/simr

a Simple Map-Reduce framework written in Python

Primary LanguagePythonMozilla Public License 2.0MPL-2.0

SiMR

A Simple Map-Reduce framework written in Python.

Why? Because there are no simple MR frameworks that allow processing real-world Big Data. All the existing MR frameworks are either:

  1. just only Hadoop streaming wrappers,

  2. education-purposes simple frameworks not capable for processing terabytes of data.

What's wrong with Hadoop? Almost nothing - except that fact that you have to setup your Hadoop cluster and debug its very unclear logs. Also, on some relatively small sets of data, Hadoop is not really fast - remember, it must distribute the source files across the cluster and execute its hungry Java code.
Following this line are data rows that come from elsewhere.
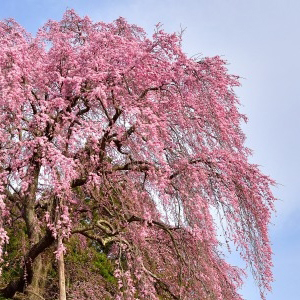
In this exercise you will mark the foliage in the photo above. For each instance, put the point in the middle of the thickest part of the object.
(136, 150)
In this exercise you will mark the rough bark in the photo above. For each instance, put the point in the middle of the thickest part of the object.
(61, 274)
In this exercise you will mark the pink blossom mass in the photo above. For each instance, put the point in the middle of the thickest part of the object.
(119, 140)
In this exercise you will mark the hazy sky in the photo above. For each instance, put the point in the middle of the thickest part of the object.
(260, 41)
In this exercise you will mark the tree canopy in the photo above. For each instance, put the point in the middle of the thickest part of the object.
(125, 157)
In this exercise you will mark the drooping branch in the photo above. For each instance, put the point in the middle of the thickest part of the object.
(26, 274)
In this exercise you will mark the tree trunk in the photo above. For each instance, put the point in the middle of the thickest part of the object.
(61, 273)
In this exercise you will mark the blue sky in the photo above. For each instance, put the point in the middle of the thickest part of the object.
(261, 41)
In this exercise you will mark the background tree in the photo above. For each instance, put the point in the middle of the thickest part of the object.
(131, 154)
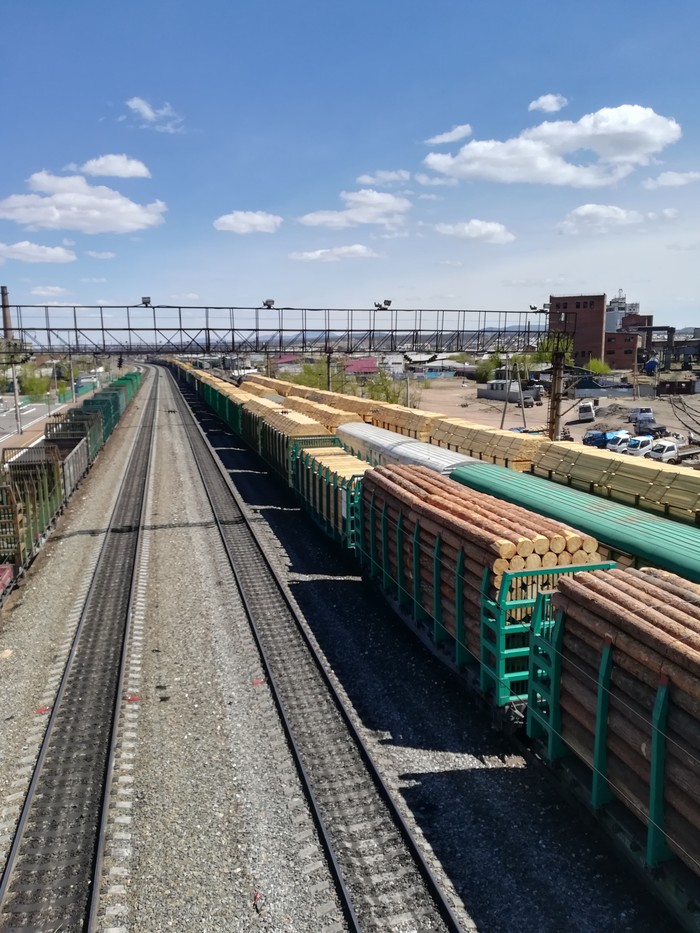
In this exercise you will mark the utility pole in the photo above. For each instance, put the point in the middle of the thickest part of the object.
(554, 418)
(6, 318)
(18, 416)
(72, 378)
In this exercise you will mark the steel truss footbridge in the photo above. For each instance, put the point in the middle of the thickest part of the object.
(147, 329)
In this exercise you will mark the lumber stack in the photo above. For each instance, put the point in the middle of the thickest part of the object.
(652, 620)
(329, 417)
(410, 422)
(326, 479)
(505, 448)
(292, 424)
(488, 532)
(656, 487)
(271, 385)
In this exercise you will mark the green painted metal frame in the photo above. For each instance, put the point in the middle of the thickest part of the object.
(504, 645)
(544, 682)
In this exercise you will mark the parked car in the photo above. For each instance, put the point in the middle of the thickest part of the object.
(650, 427)
(639, 446)
(640, 414)
(670, 451)
(619, 441)
(586, 411)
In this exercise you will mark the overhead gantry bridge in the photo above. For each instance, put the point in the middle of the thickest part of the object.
(147, 329)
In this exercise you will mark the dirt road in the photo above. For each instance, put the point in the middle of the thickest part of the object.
(455, 400)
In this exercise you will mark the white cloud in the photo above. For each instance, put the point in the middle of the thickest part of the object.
(70, 203)
(248, 222)
(32, 252)
(671, 180)
(48, 291)
(434, 181)
(163, 119)
(487, 230)
(336, 254)
(621, 137)
(550, 103)
(383, 177)
(451, 136)
(362, 207)
(604, 218)
(118, 166)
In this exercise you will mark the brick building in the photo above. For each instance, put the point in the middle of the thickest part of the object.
(621, 349)
(589, 336)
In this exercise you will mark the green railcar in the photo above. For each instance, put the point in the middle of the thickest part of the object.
(628, 533)
(35, 475)
(75, 424)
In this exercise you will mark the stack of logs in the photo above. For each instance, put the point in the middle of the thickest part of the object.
(652, 619)
(491, 534)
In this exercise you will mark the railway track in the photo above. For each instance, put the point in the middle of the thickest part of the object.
(382, 878)
(51, 879)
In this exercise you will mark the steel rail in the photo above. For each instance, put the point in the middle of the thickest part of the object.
(444, 908)
(317, 816)
(46, 898)
(104, 818)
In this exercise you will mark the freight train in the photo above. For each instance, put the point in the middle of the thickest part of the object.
(38, 481)
(573, 616)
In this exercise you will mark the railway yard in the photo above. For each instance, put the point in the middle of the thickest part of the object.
(209, 822)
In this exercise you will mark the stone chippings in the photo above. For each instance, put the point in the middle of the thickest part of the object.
(215, 839)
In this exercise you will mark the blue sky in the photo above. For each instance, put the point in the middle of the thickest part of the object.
(449, 154)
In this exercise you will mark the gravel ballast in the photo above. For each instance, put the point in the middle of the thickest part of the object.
(212, 832)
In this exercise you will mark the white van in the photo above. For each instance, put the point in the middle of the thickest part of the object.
(640, 446)
(586, 411)
(618, 443)
(640, 414)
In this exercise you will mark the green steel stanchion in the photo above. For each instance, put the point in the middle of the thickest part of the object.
(386, 575)
(418, 612)
(657, 849)
(600, 790)
(439, 633)
(400, 572)
(461, 652)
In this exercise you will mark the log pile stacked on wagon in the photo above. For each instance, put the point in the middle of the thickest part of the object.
(434, 539)
(630, 697)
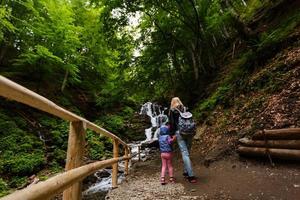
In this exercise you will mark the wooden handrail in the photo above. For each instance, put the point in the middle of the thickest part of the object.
(58, 183)
(72, 178)
(14, 91)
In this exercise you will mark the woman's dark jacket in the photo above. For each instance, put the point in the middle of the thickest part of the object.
(173, 117)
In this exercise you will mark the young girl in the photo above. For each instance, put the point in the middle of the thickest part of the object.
(165, 146)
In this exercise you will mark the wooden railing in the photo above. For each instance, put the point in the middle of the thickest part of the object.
(70, 181)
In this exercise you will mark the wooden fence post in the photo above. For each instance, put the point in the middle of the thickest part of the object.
(126, 161)
(115, 166)
(76, 145)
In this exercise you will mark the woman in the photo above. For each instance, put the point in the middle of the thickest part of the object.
(184, 143)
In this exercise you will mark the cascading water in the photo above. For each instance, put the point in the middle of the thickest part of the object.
(157, 117)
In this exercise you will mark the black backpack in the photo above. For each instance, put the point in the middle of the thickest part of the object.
(186, 123)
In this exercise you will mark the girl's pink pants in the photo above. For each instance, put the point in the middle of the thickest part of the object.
(166, 159)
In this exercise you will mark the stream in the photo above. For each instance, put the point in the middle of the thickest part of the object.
(103, 177)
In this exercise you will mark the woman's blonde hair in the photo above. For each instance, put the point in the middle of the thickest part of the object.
(176, 103)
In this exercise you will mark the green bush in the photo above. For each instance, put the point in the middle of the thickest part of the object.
(3, 188)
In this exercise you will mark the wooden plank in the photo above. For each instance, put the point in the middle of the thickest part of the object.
(14, 91)
(283, 134)
(76, 146)
(53, 186)
(115, 165)
(277, 144)
(291, 154)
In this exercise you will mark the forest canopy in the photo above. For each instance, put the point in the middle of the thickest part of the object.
(122, 51)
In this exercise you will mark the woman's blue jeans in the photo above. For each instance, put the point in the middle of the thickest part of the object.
(185, 144)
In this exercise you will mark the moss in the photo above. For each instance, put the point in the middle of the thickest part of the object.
(98, 146)
(17, 181)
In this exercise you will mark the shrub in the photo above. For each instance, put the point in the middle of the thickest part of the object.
(3, 188)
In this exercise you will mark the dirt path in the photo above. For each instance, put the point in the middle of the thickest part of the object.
(230, 178)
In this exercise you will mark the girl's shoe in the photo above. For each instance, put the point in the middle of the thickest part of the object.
(192, 179)
(162, 180)
(172, 180)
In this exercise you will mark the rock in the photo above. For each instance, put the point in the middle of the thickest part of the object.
(102, 174)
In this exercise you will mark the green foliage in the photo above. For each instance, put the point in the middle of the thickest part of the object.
(21, 152)
(17, 181)
(276, 35)
(3, 188)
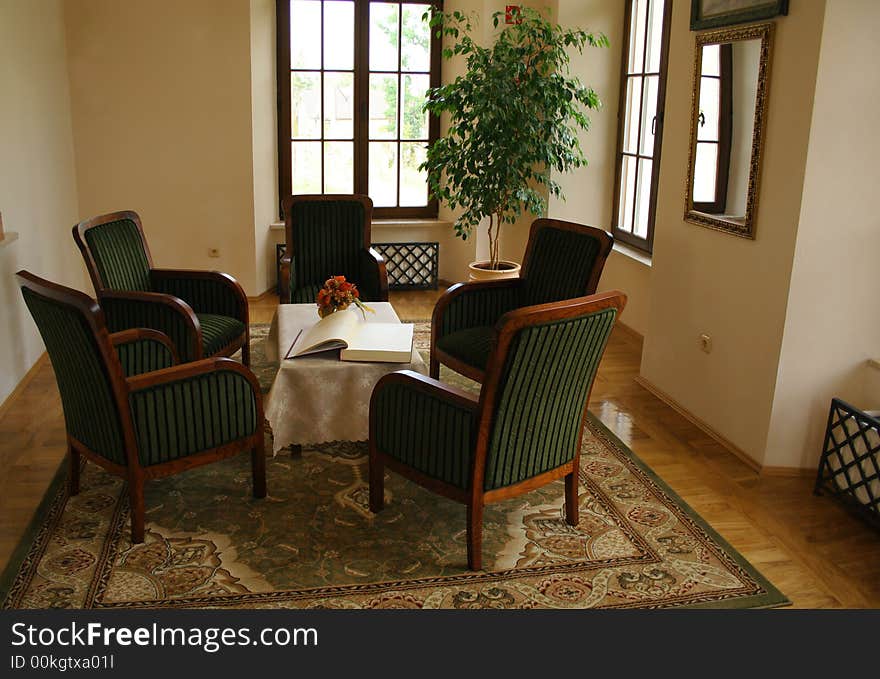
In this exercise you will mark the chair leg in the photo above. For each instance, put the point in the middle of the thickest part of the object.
(258, 467)
(571, 499)
(136, 499)
(475, 535)
(73, 472)
(377, 483)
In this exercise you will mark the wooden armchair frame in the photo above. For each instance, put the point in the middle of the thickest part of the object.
(369, 256)
(176, 307)
(133, 471)
(484, 410)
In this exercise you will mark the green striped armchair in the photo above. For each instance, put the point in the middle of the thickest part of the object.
(523, 431)
(205, 313)
(329, 235)
(148, 425)
(563, 260)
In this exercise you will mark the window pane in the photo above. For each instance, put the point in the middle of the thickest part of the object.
(414, 121)
(384, 32)
(383, 173)
(305, 34)
(637, 36)
(306, 160)
(339, 35)
(383, 106)
(339, 105)
(413, 184)
(705, 173)
(338, 167)
(305, 105)
(633, 107)
(415, 48)
(627, 193)
(643, 198)
(649, 115)
(711, 60)
(707, 125)
(655, 36)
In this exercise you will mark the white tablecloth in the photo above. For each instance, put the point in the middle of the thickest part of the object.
(319, 398)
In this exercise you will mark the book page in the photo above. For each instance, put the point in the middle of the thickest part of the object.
(331, 332)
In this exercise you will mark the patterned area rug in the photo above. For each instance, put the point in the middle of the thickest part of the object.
(313, 542)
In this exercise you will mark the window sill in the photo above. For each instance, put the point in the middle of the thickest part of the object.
(635, 254)
(390, 223)
(7, 238)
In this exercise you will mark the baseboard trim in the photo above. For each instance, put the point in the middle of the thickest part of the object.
(700, 424)
(22, 385)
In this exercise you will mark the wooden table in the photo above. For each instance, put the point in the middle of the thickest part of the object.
(319, 398)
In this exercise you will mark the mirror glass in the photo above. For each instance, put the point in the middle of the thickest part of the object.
(729, 101)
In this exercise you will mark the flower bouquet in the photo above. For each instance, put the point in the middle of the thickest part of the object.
(337, 295)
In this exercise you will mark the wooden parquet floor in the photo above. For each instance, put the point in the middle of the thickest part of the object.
(815, 552)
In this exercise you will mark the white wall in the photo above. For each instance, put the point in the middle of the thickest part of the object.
(37, 180)
(733, 289)
(832, 327)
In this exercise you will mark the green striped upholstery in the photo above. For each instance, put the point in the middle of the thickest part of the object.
(123, 314)
(119, 254)
(543, 392)
(328, 236)
(185, 417)
(426, 432)
(90, 411)
(142, 356)
(218, 332)
(204, 295)
(559, 266)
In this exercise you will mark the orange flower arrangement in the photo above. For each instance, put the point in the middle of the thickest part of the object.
(337, 295)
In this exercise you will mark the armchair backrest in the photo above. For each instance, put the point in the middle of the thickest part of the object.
(87, 369)
(563, 260)
(325, 235)
(538, 385)
(115, 251)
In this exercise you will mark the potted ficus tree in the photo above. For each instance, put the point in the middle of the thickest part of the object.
(513, 117)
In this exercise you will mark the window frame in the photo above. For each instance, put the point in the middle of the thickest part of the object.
(361, 104)
(646, 244)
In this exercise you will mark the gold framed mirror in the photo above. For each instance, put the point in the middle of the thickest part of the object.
(728, 113)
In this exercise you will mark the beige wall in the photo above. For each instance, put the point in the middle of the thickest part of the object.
(832, 327)
(37, 181)
(161, 102)
(734, 289)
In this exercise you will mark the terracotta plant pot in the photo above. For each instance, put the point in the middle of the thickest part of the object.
(480, 271)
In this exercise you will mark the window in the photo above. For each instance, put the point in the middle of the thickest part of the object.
(640, 123)
(714, 129)
(352, 79)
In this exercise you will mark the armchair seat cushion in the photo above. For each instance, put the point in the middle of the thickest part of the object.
(218, 332)
(305, 294)
(472, 345)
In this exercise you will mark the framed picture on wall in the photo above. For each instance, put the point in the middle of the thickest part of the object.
(715, 13)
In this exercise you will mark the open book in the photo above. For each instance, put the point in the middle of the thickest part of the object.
(359, 340)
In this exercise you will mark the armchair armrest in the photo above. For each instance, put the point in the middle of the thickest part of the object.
(142, 350)
(373, 281)
(169, 315)
(466, 305)
(426, 425)
(183, 410)
(208, 292)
What's wrong with small education MR frameworks? They can olny process small sets of data. They often don't use streaming data formats and require all the input\output to be kept in RAM; some of them even try to sort the intermediate results in the memory!

SiMR is an attempt to build a bridge between the space ship (Hadoop) and the toy paper planes (other simple MR frameworks).

It's used in production and appears to be quite fast and stable. However, it does not support more than one machine so you won't be able to build a cluster. For such purposes you better choose Hadoop, Disco or any other decent mature project.

Another advantage is that you can write your MR jobs using a streaming pattern. It's really cool; it combines all the power of the traditional MR algorithm with the speed and convenience of streaming frameworks such as Cascading.

Just an example:

# get file iterator ('stream')
stream = self.loader(self.input_file)
# execute 'map'
stream = self.mapper(stream)
# sort results
stream = self._sort(stream)
# filter
stream = self.filter(stream)
# combine
stream = self.combiner(stream)
# reduce result
stream = self.reducer(stream)

'stream' is just a Python iterator! You can combine it, filter it, dump\load to\from file and do just whatever you want!

Please note that the input\output formats are custom. The input format is a textual (compressed) file where each line is a valid JSON object. It's useful for processing logs where all the events are stored as JSON records separated by newline. The output format is something like this:

###############################################################################
KEY
    value1
    value2
    ...

Looks strange? Yes. I'm going to implement a better output format that would support streaming writing\reading out of the box. Also, the input format might be changed as well.

License? MPL 2.0.

Future plans? Lots of them! Feel free to fork the code and send push requests back =)

TODO:
- split the reducer and the final writer streaming output
- create a special cleanup method
- compressed sort
- change the separator
- better tests
- a better streaming-compatible output format
- pip package